Une des mesures pour laquelle le Canada échoue dans l’analyse présentée est celle des réserves marines, ces zones interdites à la pêche qui sont de plus en plus considérées comme essentielles pour le rétablissement des écosystèmes marins. Le Canada protège actuellement moins de 1% de ses eaux territoriales et, si rien de change, échouera lamentablement quant à sa promesse de créer un réseau représentatif d’aires marines protégées d’ici 2012. Dans l’étude menée par Tony Pitcher de l’université de Colombie-Britannique, le Canada arrive en milieu de peloton sur cette question, derrière l’Indonésie et Taiwan qui possèdent pourtant des moyens moins importants que le Canada.
Rappelons également que le rapport annuel du bureau de la vérificatrice générale du Canada, publié l’année dernière, a sévèrement critiqué le gouvernement fédéral pour son échec dans la mise en œuvre de la législation de la protection des espèces. Le Canada est bon pour revendiquer les politiques à suivre, par exemple à la FAO, l’organisation l’alimentation et l’agriculture de l’ONU, au sein duquel le Canada à joué un rôle de pionnier dans la création du code de conduite pour une pêche responsable au niveau international. Par contre, lorsque vient le temps de mettre en pratique ces bonnes paroles, le Canada n’est pas un modèle à suivre. En guise d’exemple, le refus de Pêches et Océans Canada de protéger l’habitat des orques de la Colombie-Britannique, a incité cinq groupes environnementaux, incluant Greenpeace, à poursuivre le gouvernement fédéral devant les tribunaux.
Il est clair que le Canada jouit d’une longueur d’avance sur plusieurs autres pays, dont les pays plus pauvres, lorsqu’il s’agit d’enjeux comme la lutte contre la pêche illégale. Il est aussi encourageant d’observer l’introduction du concept de la gestion par écosystème dans les discours de Pêches et Océans Canada.

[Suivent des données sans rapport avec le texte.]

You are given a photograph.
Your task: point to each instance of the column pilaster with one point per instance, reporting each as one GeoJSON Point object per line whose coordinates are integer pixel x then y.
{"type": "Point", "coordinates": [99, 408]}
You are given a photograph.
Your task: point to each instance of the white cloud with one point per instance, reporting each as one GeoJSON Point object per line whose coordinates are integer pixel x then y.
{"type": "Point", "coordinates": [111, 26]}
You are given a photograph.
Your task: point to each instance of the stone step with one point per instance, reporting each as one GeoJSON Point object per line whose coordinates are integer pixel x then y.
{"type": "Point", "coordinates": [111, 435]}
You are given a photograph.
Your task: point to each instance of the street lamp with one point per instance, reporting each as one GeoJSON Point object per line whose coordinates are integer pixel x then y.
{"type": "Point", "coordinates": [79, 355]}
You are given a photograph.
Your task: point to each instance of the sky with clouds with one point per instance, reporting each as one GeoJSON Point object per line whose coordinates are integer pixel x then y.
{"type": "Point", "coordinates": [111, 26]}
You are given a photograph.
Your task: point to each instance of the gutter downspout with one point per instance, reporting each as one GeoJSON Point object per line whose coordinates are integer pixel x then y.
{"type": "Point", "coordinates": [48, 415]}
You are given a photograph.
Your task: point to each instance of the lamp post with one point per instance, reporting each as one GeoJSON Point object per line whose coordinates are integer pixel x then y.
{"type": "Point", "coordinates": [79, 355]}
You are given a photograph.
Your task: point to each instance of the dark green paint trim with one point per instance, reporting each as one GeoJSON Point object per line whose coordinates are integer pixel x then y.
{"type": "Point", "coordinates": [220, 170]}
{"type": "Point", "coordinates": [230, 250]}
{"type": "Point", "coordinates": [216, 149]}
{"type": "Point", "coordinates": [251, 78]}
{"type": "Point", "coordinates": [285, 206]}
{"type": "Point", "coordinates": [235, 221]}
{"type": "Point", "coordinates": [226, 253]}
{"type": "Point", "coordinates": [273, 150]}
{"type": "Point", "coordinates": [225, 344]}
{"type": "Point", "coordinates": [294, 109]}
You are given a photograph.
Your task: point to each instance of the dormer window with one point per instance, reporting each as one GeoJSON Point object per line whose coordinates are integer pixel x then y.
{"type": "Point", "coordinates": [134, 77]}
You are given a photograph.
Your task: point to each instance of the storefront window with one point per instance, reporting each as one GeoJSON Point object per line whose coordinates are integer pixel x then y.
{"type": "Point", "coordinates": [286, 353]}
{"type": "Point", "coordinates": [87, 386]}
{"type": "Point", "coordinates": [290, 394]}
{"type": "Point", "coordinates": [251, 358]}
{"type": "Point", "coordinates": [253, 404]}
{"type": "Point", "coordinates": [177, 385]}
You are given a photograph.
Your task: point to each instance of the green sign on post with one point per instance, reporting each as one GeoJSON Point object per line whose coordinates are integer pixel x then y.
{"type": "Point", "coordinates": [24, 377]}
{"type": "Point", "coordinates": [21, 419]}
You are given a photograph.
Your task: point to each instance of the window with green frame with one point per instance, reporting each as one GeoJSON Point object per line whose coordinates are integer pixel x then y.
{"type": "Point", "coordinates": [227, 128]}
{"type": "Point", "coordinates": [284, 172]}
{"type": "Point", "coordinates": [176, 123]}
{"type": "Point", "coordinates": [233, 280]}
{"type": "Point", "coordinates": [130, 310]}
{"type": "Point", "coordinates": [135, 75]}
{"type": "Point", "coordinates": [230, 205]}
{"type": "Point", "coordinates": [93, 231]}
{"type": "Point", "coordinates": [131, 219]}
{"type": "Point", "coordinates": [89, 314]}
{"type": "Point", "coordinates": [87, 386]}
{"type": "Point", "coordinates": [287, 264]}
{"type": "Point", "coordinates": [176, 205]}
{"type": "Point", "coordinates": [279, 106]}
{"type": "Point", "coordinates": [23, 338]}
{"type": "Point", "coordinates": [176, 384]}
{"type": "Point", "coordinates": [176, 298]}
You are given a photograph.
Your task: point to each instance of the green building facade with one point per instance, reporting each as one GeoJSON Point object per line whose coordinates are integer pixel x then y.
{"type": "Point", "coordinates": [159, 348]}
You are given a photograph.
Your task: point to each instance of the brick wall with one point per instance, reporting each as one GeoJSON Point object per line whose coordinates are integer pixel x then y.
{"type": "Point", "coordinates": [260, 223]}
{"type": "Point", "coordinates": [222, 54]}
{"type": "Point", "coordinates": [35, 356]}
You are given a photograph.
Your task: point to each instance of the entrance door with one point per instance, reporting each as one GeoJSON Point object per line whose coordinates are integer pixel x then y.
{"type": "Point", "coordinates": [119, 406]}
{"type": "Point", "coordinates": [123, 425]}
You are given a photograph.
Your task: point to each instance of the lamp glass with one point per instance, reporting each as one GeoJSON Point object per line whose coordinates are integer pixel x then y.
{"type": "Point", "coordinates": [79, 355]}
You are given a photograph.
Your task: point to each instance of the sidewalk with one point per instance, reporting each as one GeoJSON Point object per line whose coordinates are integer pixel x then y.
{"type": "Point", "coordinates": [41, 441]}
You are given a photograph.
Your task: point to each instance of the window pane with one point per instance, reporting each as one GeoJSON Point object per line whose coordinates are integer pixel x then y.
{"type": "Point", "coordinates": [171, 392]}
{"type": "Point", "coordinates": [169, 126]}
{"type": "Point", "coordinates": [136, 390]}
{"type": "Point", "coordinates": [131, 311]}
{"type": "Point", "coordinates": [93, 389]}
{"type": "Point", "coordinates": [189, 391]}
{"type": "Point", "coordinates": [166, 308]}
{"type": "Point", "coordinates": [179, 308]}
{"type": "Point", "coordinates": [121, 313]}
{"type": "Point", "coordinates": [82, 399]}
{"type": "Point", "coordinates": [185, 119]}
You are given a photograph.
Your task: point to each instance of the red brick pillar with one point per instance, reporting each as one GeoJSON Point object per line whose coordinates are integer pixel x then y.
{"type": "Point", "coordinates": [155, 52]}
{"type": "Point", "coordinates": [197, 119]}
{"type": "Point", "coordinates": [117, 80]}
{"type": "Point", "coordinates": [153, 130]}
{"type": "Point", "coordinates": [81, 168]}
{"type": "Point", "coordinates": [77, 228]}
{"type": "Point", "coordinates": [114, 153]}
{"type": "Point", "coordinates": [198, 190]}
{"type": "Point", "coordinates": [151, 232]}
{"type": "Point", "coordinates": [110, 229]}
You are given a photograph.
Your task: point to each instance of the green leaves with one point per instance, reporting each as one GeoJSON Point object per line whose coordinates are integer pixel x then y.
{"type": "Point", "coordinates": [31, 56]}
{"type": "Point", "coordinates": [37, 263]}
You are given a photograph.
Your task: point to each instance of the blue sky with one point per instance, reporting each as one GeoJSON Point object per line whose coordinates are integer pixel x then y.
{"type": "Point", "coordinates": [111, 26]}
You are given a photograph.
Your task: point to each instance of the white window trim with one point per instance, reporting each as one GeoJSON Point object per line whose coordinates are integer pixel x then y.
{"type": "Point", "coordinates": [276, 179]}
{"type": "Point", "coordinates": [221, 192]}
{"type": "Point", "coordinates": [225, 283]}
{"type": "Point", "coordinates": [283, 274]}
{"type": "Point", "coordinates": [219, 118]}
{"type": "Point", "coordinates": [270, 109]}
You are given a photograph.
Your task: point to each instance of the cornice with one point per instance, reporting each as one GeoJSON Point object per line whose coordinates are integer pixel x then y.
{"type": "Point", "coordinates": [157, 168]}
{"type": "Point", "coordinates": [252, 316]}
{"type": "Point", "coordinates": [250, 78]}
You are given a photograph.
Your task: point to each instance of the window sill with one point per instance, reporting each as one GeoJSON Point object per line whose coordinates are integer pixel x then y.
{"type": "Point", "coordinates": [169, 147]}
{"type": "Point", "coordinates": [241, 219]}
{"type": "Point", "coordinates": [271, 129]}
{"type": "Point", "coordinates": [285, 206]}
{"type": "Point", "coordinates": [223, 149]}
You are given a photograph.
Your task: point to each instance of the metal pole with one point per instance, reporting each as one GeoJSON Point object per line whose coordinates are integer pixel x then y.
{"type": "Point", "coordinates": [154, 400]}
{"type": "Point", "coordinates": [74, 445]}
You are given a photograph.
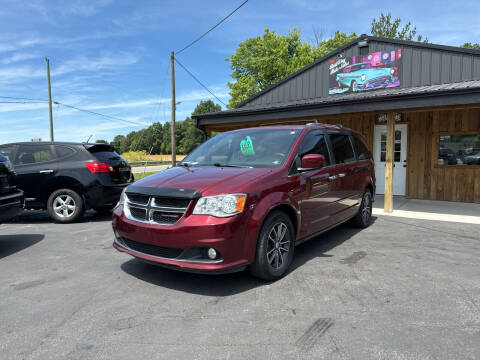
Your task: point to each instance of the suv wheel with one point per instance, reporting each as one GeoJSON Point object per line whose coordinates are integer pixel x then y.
{"type": "Point", "coordinates": [275, 246]}
{"type": "Point", "coordinates": [65, 205]}
{"type": "Point", "coordinates": [362, 219]}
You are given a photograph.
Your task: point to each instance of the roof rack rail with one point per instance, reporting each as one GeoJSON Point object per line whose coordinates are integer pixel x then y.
{"type": "Point", "coordinates": [291, 121]}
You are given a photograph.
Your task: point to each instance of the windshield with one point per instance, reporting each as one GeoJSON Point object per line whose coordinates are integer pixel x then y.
{"type": "Point", "coordinates": [246, 148]}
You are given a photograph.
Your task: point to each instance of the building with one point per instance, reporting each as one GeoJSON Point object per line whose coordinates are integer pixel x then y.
{"type": "Point", "coordinates": [417, 104]}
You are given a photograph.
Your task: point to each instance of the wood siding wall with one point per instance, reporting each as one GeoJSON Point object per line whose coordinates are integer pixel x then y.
{"type": "Point", "coordinates": [425, 179]}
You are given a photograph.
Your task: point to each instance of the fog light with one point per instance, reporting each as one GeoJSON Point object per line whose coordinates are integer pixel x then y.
{"type": "Point", "coordinates": [212, 254]}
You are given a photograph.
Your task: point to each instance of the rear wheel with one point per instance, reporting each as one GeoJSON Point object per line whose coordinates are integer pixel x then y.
{"type": "Point", "coordinates": [364, 216]}
{"type": "Point", "coordinates": [65, 205]}
{"type": "Point", "coordinates": [275, 246]}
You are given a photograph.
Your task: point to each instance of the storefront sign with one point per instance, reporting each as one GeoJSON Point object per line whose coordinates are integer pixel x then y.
{"type": "Point", "coordinates": [367, 72]}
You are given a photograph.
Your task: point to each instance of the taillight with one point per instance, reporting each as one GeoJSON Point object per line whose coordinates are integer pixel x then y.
{"type": "Point", "coordinates": [96, 167]}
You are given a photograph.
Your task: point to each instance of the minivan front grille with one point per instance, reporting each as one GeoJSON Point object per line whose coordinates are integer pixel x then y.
{"type": "Point", "coordinates": [149, 249]}
{"type": "Point", "coordinates": [155, 210]}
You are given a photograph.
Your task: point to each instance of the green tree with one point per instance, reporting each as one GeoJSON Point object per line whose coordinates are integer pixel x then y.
{"type": "Point", "coordinates": [206, 106]}
{"type": "Point", "coordinates": [264, 60]}
{"type": "Point", "coordinates": [474, 46]}
{"type": "Point", "coordinates": [384, 26]}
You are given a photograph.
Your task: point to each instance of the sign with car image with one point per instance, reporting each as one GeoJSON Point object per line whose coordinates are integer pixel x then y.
{"type": "Point", "coordinates": [372, 71]}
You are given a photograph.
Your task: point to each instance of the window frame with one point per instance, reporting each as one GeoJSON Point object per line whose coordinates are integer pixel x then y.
{"type": "Point", "coordinates": [435, 153]}
{"type": "Point", "coordinates": [52, 151]}
{"type": "Point", "coordinates": [294, 169]}
{"type": "Point", "coordinates": [349, 136]}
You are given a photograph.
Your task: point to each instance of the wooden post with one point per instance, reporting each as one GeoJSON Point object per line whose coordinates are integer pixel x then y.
{"type": "Point", "coordinates": [174, 105]}
{"type": "Point", "coordinates": [388, 203]}
{"type": "Point", "coordinates": [49, 98]}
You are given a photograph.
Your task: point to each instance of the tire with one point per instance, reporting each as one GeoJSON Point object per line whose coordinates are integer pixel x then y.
{"type": "Point", "coordinates": [65, 206]}
{"type": "Point", "coordinates": [272, 260]}
{"type": "Point", "coordinates": [364, 215]}
{"type": "Point", "coordinates": [104, 208]}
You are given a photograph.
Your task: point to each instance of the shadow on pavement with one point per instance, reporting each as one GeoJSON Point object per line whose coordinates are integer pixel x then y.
{"type": "Point", "coordinates": [230, 284]}
{"type": "Point", "coordinates": [42, 217]}
{"type": "Point", "coordinates": [10, 244]}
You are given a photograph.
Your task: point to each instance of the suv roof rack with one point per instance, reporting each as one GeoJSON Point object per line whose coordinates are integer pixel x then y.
{"type": "Point", "coordinates": [290, 121]}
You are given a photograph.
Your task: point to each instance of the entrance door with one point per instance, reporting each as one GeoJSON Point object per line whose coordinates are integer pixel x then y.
{"type": "Point", "coordinates": [399, 158]}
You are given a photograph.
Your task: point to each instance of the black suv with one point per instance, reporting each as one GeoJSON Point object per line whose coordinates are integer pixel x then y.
{"type": "Point", "coordinates": [68, 178]}
{"type": "Point", "coordinates": [11, 199]}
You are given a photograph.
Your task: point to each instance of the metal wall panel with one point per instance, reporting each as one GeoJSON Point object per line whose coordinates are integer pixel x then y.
{"type": "Point", "coordinates": [419, 66]}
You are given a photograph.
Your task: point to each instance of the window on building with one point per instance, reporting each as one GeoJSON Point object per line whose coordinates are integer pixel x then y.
{"type": "Point", "coordinates": [459, 149]}
{"type": "Point", "coordinates": [342, 149]}
{"type": "Point", "coordinates": [31, 154]}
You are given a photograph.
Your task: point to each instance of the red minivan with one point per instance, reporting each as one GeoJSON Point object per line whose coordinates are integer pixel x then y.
{"type": "Point", "coordinates": [245, 198]}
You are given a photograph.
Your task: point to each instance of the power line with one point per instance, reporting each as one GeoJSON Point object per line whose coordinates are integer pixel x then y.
{"type": "Point", "coordinates": [19, 98]}
{"type": "Point", "coordinates": [99, 114]}
{"type": "Point", "coordinates": [193, 76]}
{"type": "Point", "coordinates": [216, 25]}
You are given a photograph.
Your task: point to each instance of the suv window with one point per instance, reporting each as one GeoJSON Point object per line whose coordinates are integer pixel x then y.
{"type": "Point", "coordinates": [360, 148]}
{"type": "Point", "coordinates": [32, 154]}
{"type": "Point", "coordinates": [6, 150]}
{"type": "Point", "coordinates": [342, 148]}
{"type": "Point", "coordinates": [64, 151]}
{"type": "Point", "coordinates": [315, 143]}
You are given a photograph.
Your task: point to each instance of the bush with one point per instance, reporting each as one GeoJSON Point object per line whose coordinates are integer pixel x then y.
{"type": "Point", "coordinates": [135, 156]}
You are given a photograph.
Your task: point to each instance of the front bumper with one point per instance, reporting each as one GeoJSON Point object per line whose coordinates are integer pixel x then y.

Mais rappelons que le Canada n’a pas su prévenir à temps l’écroulement, pourtant annoncé, du plus grand stock de poisson jamais vu dans l’histoire : celui de la morue. Dans un tel contexte, le gouvernement a encore beaucoup de chemin à parcourir avant de pouvoir, en toute honnêteté, se dire détenteur d’une bonne note dans le domaine des pêches. Espérons que le gouvernement s’adonnera intensivement à un rattrapage, la survie de nos océans en dépend.